Any data inserted into measurement
is redirected to the appropriate partition based on the logdate
column. Greenplum returns an error when data is inserted into the parent table that does not map to one of the existing partitions.
In this example scenario, a new partition will be created each month. You might write a script that generates the required DDL automatically.
A numeric-range partitioned table uses a numeric-type column as the partition key column. The modern syntax supports specifying multiple partition key columns for range partitioned tables.
For example, create a numeric-range partitioned table named numpart
that is partitioned on a year
column:
CREATE TABLE numpart (id int, rank int, year int, color char(1), count int)
DISTRIBUTED BY (id)
PARTITION BY RANGE (year);
Create the partitions for four years of data:
CREATE TABLE numpart_y2019 PARTITION OF numpart FOR VALUES FROM (2019) TO (2020);
CREATE TABLE numpart_y2020 PARTITION OF numpart FOR VALUES FROM (2020) TO (2021);
CREATE TABLE numpart_y2021 PARTITION OF numpart FOR VALUES FROM (2021) TO (2022);
CREATE TABLE numpart_y2022 PARTITION OF numpart FOR VALUES FROM (2022) TO (2023);
A list partitioned table can use any data type column that allows equality comparisons as its partition key column.

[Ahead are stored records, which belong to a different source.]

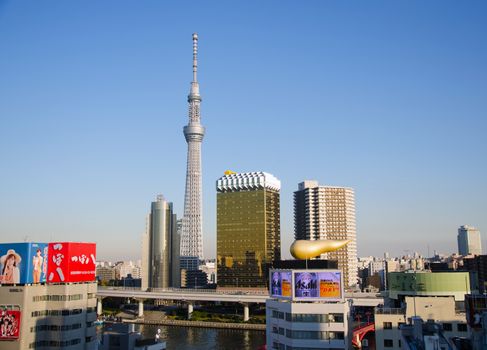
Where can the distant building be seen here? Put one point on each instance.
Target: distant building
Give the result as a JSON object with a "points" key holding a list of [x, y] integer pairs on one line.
{"points": [[105, 274], [425, 283], [442, 310], [469, 241], [158, 251], [248, 228], [425, 335], [325, 212], [478, 265]]}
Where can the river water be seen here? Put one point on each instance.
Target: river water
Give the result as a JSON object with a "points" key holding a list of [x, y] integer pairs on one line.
{"points": [[193, 338]]}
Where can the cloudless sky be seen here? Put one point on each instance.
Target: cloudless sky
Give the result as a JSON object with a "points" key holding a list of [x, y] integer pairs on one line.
{"points": [[386, 97]]}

NoteThe modern syntax allows only a single column as the partition key for a list partition.
You must declare a partition specification for every list value that you create.
The following example creates a partitioned table named listpart
that is list-partitioned on a color
column:
CREATE TABLE listpart (id int, rank int, year int, color char(1), count int)
DISTRIBUTED BY (id)
PARTITION BY LIST (color);
Create the partitions:
CREATE TABLE listpart_red PARTITION OF listpart FOR VALUES IN ('r');
CREATE TABLE listpart_green PARTITION OF listpart FOR VALUES IN ('g');
CREATE TABLE listpart_blue PARTITION OF listpart FOR VALUES IN ('b');
CREATE TABLE listpart_other PARTITION OF listpart DEFAULT;
Note that the listpart_other
table is created with the DEFAULT
keyword. This identifies the table as the default partition; Greenplum routes any data that falls outside of the boundaries of all partitions to this table. See Adding a Default Partition for more information.
NoteYou can create a hash partitioned table only with the modern partitioning syntax.
A hash partitioned table uses a single hashable column as its partition key column. For hash partitions, you must declare a partition specification for every partition (modulus/remainder combination) that you want to create.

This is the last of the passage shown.